Books

Go to the archives

My Bombay Kitchen: Traditional and Modern Parsi Home Cooking

Niloufer Ichaporia King

By Jesse Kornbluth
Published: Jan 01, 2007
Category: Food and Wine

Alice Waters calls Niloufer Ichaporia King “one of the great cooks I know.” It makes Waters crazy that King has steadfastly refused to open a restaurant. But it delights Waters that, on the Parsi New Year, King consents to cook a feast worthy of her mother’s Bombay kitchen at her legendary restaurant.

I’ve never been to that dinner. Nor have I ever enjoyed an Indian meal that King might claim as her own. I’m the standard American who claims to love Indian food — I look over the menu and wonder one thing: how hot to order the curry. Oh, and maybe whether to get the king-size beer if I’ve thrown sanity to the winds and ordered a vindaloo.

But smart friends have said “My Bombay Kitchen” is the cookbook event of the year.

And Alice Waters — she created Chez Panisse and almost singlehandedly launched the good food movement — certainly knows her way around an entree.

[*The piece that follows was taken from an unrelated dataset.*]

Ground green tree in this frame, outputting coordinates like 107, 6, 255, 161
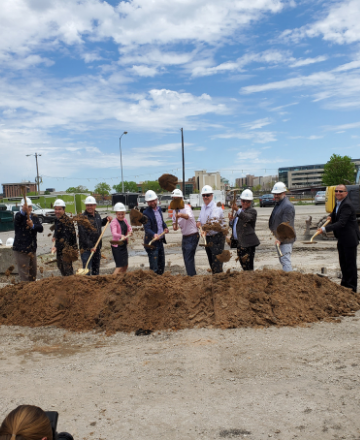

And as even a skim of her book indicates, Niloufer Ichaporia King doesn’t cook the mundane fare I’m used to.

One reason fits all: Niloufer Ichaporia King’s people are not quite “Indian”.

The Parsis were Persians who migrated to southern India from Persia. They had a highly evolved culture, heavily shaped by the teachings of Zoroaster, a prophet who lived in the seventh century before Christ. King calls Zoroastrianism “a religion of conduct rather than piety,” for it holds that all people — that includes both sexes — are equal, that we are stewards of the earth, and that life is “an ongoing struggle between light and dark forces within each human being.”

Because Bombay is a port city and a commercial hub, its tastes were sophisticated when King was growing up there. So was its food — as King writes, Bombay had “a real magpie cuisine” that drew upon the old ways and, at the same time, featured local modifications of the food of other traditions.

King learned about food from her mother and the family cook, then went off to boarding school, where food was “a constant preoccupation” and luxury was “a can of baked beans after lights out.” Though she moved to America, she had a keen memory of her childhood meals and the joys of “a diet not constrained by religion.” With the help of her mother’s recipes — and her mother — she began to use her training as an anthropologist to chronicle Parsi cooking.

Most of her recipes will be of interest primarily to hard-core foodies. Are you likely to make your own Indian breads? Have a hankering to whip up some brain cutlets? Can your butcher get kid for you? And how about banana leaves to wrap fish filets?

So what’s left to the amateur chef — or, more urgently, the home cook who’d like a modest expansion of his/her repertoire?

Just enough recipes to justify the purchase — and whet the palate for the more adventurous recipes.

Sio I’m starting with Parsi crudités, a selection of off-the-beaten track vegetables (jicama) and fruits (green mango crescents), accompanied by bowls of salt and cayenne pepper and lime wedges. Then it’s on to carrot and coriander soup, served hold or cold. Lamb shanks spiced with a ginger-garlic paste, cumin seeds and red chiles. Irish stew (yes, Irish stew). Cashew cream chicken, with its “thick, creamy” gravy. Caramelized fried rice. And a cauliflower custard.

Which recipe will most tempt you? I vote for the custard. It took me just minutes to prepare. It was, like so many great dishes, even better the second day. And, I can happily report, it was at once as familiar as quiche and exotic as…well, Bombay.

Wobbly Cauliflower Custard

Serves 4 to 6

1 small cauliflower (about one pound)
4 large eggs
3 cups warm milk
1 cup (or more) grated Cheddar, Monterey Jack, Parmesan or Fontina cheese
chopped fresh green or red chiles (optional)
salt to taste

Heat the oven to 350 degrees. Lightly butter a 1-to-2 quart baking pan.

Boil the cauliflower (whole or cut in half) in lightly salted water until tender. Break it into small florets, chop the stem into small bits, salt lightly. Crowd the cauliflower into the baking pan.

Beat the eggs lightly with the warm milk. Add about three-quarters of a cup of the grated cheese and, if using, the chiles to taste. Pour over the cauliflower, which should be covered but not drowned. Strew the rest of the grated cheese over the top.

Put the baking dish in a larger pan containing enough warm water to come 2 inches up the side. Bake about 30 minutes. The custard should be very wobbly, and the top should be set and golden but not at all brown.

Remove the pan from the oven and let it stand at room temperature for 5 to 10 minutes before serving.